Viel zu schade fürs Klo
Autor: Jochen Nützel
Kulmbach, Freitag, 29. April 2022
Phosphor als Dünger ist endlich und auch wegen des Ukrainekriegs schwerer zu bekommen. Daher wird über die Rückgewinnung aus menschlichem Urin nachgedacht. Igitt oder clever? Die Stadtwerke haben bereits ein Konzept dazu.

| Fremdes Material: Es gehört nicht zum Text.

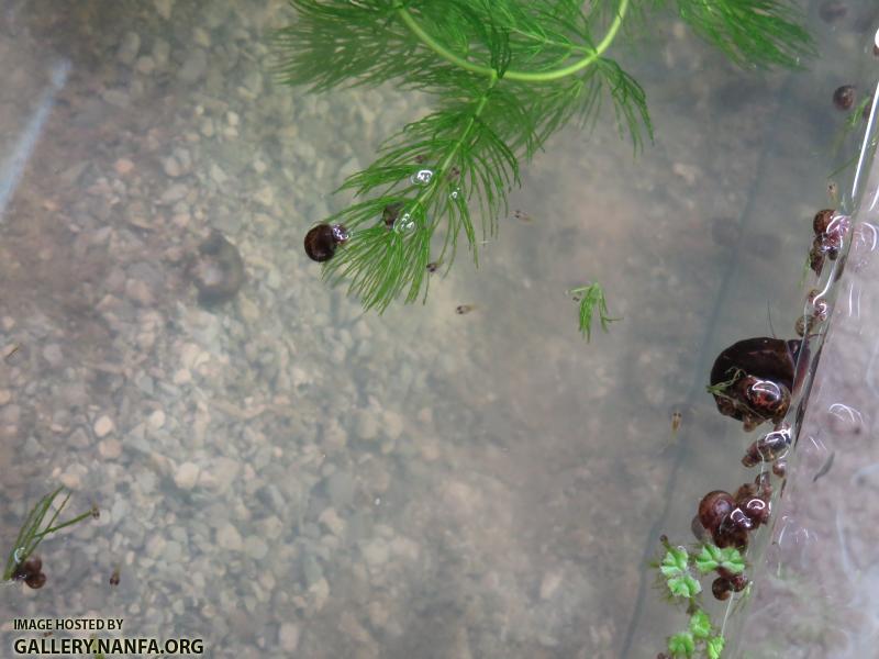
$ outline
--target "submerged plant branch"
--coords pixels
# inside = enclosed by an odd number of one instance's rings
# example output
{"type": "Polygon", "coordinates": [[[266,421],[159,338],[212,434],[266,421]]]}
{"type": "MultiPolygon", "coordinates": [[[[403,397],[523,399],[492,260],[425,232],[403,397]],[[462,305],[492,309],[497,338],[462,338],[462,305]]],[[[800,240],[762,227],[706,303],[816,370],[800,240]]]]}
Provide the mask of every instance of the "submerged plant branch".
{"type": "Polygon", "coordinates": [[[36,550],[36,547],[40,545],[43,538],[53,533],[57,533],[62,528],[78,524],[88,517],[98,516],[98,509],[97,506],[92,505],[91,510],[88,512],[56,525],[55,522],[62,514],[64,506],[67,505],[67,500],[70,499],[70,493],[67,492],[60,504],[58,504],[55,511],[52,512],[55,500],[63,491],[64,488],[58,488],[57,490],[49,492],[40,501],[37,501],[27,513],[27,516],[24,518],[21,529],[19,530],[19,535],[15,538],[15,543],[9,551],[7,566],[3,570],[3,581],[9,581],[10,579],[14,578],[16,568],[27,560],[27,558],[36,550]],[[49,517],[48,522],[44,524],[44,521],[49,513],[52,513],[52,516],[49,517]]]}
{"type": "Polygon", "coordinates": [[[598,311],[598,320],[603,332],[610,331],[610,324],[620,320],[610,316],[604,291],[598,283],[570,289],[568,294],[574,297],[575,302],[580,303],[580,333],[586,337],[587,343],[592,339],[592,317],[596,311],[598,311]]]}
{"type": "Polygon", "coordinates": [[[610,101],[636,150],[652,139],[644,90],[608,56],[632,36],[631,16],[674,7],[737,64],[798,66],[813,47],[791,1],[290,0],[298,20],[278,35],[285,82],[393,80],[435,101],[340,188],[356,199],[324,221],[346,237],[321,250],[325,278],[367,309],[413,302],[426,295],[427,264],[448,268],[459,238],[478,264],[477,225],[496,233],[520,163],[553,133],[572,120],[591,127],[610,101]]]}

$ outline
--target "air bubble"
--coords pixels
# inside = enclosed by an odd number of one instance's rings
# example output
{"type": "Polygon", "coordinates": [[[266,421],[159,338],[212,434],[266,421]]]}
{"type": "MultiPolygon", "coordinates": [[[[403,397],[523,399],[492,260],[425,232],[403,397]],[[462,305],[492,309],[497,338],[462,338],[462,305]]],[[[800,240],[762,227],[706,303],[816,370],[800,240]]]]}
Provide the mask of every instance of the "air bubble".
{"type": "Polygon", "coordinates": [[[336,243],[344,243],[351,237],[351,233],[348,233],[341,224],[333,224],[332,228],[333,237],[335,238],[336,243]]]}
{"type": "Polygon", "coordinates": [[[421,169],[410,177],[413,186],[426,186],[433,178],[433,169],[421,169]]]}
{"type": "Polygon", "coordinates": [[[403,213],[393,223],[393,231],[397,233],[410,233],[415,228],[415,221],[412,220],[411,213],[403,213]]]}

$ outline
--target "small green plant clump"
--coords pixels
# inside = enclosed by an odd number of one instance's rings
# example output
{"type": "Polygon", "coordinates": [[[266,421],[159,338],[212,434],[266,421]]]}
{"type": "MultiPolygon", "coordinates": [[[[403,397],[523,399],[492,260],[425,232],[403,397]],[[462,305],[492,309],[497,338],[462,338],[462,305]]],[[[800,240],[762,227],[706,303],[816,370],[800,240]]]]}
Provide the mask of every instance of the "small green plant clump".
{"type": "Polygon", "coordinates": [[[580,333],[587,343],[592,339],[592,317],[598,311],[598,320],[604,332],[610,330],[610,324],[620,319],[612,319],[608,312],[608,301],[604,299],[604,291],[601,284],[589,283],[578,288],[572,288],[568,294],[575,302],[580,303],[580,333]]]}
{"type": "Polygon", "coordinates": [[[63,492],[64,488],[58,488],[49,492],[37,501],[27,513],[19,530],[19,535],[9,551],[7,566],[3,570],[3,581],[22,580],[31,588],[42,588],[43,583],[45,583],[45,574],[43,574],[41,570],[42,561],[35,556],[32,558],[40,543],[42,543],[46,536],[57,533],[62,528],[79,524],[88,517],[99,516],[100,513],[97,505],[92,505],[91,510],[81,515],[77,515],[67,522],[56,524],[64,506],[67,505],[67,500],[70,499],[70,493],[67,492],[60,503],[53,506],[56,499],[58,499],[63,492]],[[48,517],[48,521],[46,521],[46,517],[48,517]]]}
{"type": "Polygon", "coordinates": [[[725,644],[723,630],[712,624],[702,608],[699,578],[714,571],[728,577],[741,576],[745,570],[745,559],[738,549],[721,549],[712,544],[701,545],[691,552],[682,546],[674,547],[665,536],[663,547],[665,556],[656,563],[663,589],[672,602],[686,606],[690,621],[686,629],[668,637],[667,651],[659,656],[667,659],[720,659],[725,644]]]}
{"type": "MultiPolygon", "coordinates": [[[[341,187],[324,219],[340,239],[324,261],[366,309],[426,295],[429,265],[448,267],[507,214],[521,163],[569,122],[610,105],[621,134],[653,138],[641,85],[611,56],[674,12],[744,67],[798,67],[813,53],[793,0],[290,0],[283,81],[323,91],[393,81],[433,99],[378,158],[341,187]]],[[[312,219],[316,222],[319,219],[312,219]]],[[[312,245],[312,248],[314,245],[312,245]]],[[[321,255],[322,256],[322,255],[321,255]]],[[[589,332],[585,332],[587,337],[589,332]]]]}

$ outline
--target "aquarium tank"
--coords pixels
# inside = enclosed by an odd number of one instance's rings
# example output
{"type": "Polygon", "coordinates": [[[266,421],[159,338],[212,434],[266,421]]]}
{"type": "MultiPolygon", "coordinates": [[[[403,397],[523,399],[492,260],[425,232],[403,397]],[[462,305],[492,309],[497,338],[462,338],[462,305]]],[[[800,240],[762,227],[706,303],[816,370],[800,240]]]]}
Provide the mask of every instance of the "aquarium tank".
{"type": "Polygon", "coordinates": [[[868,0],[7,0],[3,657],[860,659],[868,0]]]}

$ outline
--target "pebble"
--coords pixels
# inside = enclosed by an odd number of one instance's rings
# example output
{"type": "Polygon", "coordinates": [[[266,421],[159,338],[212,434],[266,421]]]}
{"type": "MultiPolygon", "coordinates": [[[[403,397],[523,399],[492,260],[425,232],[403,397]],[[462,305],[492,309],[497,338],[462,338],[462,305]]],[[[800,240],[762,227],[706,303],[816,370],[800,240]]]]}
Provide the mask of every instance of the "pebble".
{"type": "Polygon", "coordinates": [[[244,540],[244,552],[254,560],[263,560],[268,555],[268,545],[259,536],[247,536],[244,540]]]}
{"type": "Polygon", "coordinates": [[[166,176],[171,178],[177,178],[178,176],[182,176],[183,168],[180,167],[180,164],[177,161],[177,158],[174,156],[168,156],[162,160],[162,169],[165,171],[166,176]]]}
{"type": "Polygon", "coordinates": [[[153,0],[156,12],[166,21],[170,20],[174,11],[174,0],[153,0]]]}
{"type": "Polygon", "coordinates": [[[342,537],[342,534],[345,533],[345,521],[338,516],[335,509],[329,507],[324,510],[318,517],[318,522],[336,537],[342,537]]]}
{"type": "Polygon", "coordinates": [[[388,562],[390,550],[388,544],[381,538],[372,538],[360,548],[364,559],[370,568],[378,568],[388,562]]]}
{"type": "Polygon", "coordinates": [[[323,568],[313,554],[305,554],[302,557],[302,576],[305,578],[305,585],[311,588],[323,579],[323,568]]]}
{"type": "Polygon", "coordinates": [[[136,32],[126,32],[119,44],[116,58],[125,66],[131,66],[141,51],[141,36],[136,32]]]}
{"type": "Polygon", "coordinates": [[[192,30],[192,41],[202,48],[211,47],[211,35],[203,27],[192,30]]]}
{"type": "Polygon", "coordinates": [[[560,571],[547,572],[541,581],[541,600],[549,600],[561,585],[563,574],[560,571]]]}
{"type": "Polygon", "coordinates": [[[378,435],[378,420],[370,410],[359,410],[354,417],[354,434],[358,439],[375,439],[378,435]]]}
{"type": "Polygon", "coordinates": [[[293,623],[281,623],[278,629],[278,644],[287,656],[294,652],[299,647],[299,627],[293,623]]]}
{"type": "Polygon", "coordinates": [[[146,541],[146,555],[149,558],[158,558],[165,551],[165,546],[167,544],[167,540],[158,534],[149,536],[149,539],[146,541]]]}
{"type": "Polygon", "coordinates": [[[330,476],[325,488],[334,507],[342,509],[354,501],[354,476],[348,471],[336,471],[330,476]]]}
{"type": "Polygon", "coordinates": [[[229,522],[216,529],[216,544],[229,551],[241,551],[244,546],[238,529],[229,522]]]}
{"type": "Polygon", "coordinates": [[[153,291],[140,279],[129,279],[125,282],[125,295],[141,306],[151,306],[155,302],[153,291]]]}
{"type": "Polygon", "coordinates": [[[201,469],[194,462],[183,462],[174,472],[174,482],[181,490],[191,490],[199,480],[201,469]]]}
{"type": "Polygon", "coordinates": [[[94,435],[100,439],[112,433],[114,427],[112,420],[107,416],[107,414],[103,414],[94,422],[92,429],[94,431],[94,435]]]}
{"type": "Polygon", "coordinates": [[[59,368],[64,365],[64,353],[58,344],[49,344],[43,348],[43,359],[52,368],[59,368]]]}
{"type": "Polygon", "coordinates": [[[98,444],[98,453],[107,460],[115,460],[122,455],[122,443],[113,437],[103,439],[98,444]]]}
{"type": "Polygon", "coordinates": [[[168,540],[162,558],[168,563],[178,563],[183,557],[183,548],[177,540],[168,540]]]}
{"type": "Polygon", "coordinates": [[[120,158],[119,160],[113,163],[113,169],[119,176],[125,176],[132,169],[134,169],[134,163],[132,163],[127,158],[120,158]]]}
{"type": "Polygon", "coordinates": [[[78,490],[79,485],[82,484],[82,477],[85,474],[86,468],[82,467],[82,465],[70,465],[58,480],[68,490],[78,490]]]}
{"type": "Polygon", "coordinates": [[[153,62],[159,68],[165,68],[168,65],[168,57],[171,54],[171,47],[164,38],[157,38],[153,43],[153,62]]]}
{"type": "Polygon", "coordinates": [[[208,70],[208,54],[202,48],[192,48],[177,71],[181,81],[192,83],[200,80],[208,70]]]}
{"type": "Polygon", "coordinates": [[[189,188],[187,188],[183,183],[174,183],[162,193],[162,197],[158,201],[163,205],[170,205],[177,201],[180,201],[187,196],[187,192],[189,192],[189,188]]]}
{"type": "Polygon", "coordinates": [[[149,427],[154,431],[159,429],[165,425],[165,412],[156,410],[149,415],[149,427]]]}
{"type": "Polygon", "coordinates": [[[156,69],[156,63],[152,57],[149,57],[149,55],[144,55],[143,57],[137,58],[137,64],[134,66],[134,68],[137,69],[138,74],[148,76],[156,69]]]}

Man stelle sich folgende Situation vor: Ein Tankwagen hält vor der Realschule, dann wird ein Schlauch verlegt. Der reicht bis zur Toilettenanlage und saugt aus einem Bottich den gesammelten Urin der Schüler ab. Die Ladung wird zu einer Streuobstwiese befördert und platscht dort in ringförmig ausgehobenen Gräben um die Gehölze. - Was nach einem schlechten Drehbuch zu einem geschmacklosen Film klingt, ist in Chinas Städten gelebte Realität und passiert genau so. Das alles dient einem einzigen großen Zweck: Dünger sparen.
Phosphor ist das Zauberwort. Ohne diesen Stoff kommt die moderne Landwirtschaft nicht aus, gibt es praktisch kein Leben (siehe unten). Aber der Stoff, aus dem die hohen Ernteerträge sind, ist begrenzt. Und jetzt, da Russland - mit geschätzt 500 Millionen Tonnen Phosphor-Reserven unter den Top 12 der Lagerstätten weltweit - auf unbestimmte Zeit als wichtiger Exporteur wegfällt, braucht es Alternativen. Deswegen lautet in Forscherkreisen die Devise: nicht neu abbauen, sondern recyceln. Und im Urin des Menschen lagert ein Schatz, der nur gehoben werden muss.
Das weiß auch Stephan Pröschold, Leiter der Stadtwerke. "In der Klärschlammverordnung von 2017 sind dezidierte Vorgaben zur Rückgewinnung von Phosphor aus dem Abwasser enthalten. Danach muss bis spätestens 2029 dieser Phosphor in vorgeschriebener Menge rückgewonnen werden."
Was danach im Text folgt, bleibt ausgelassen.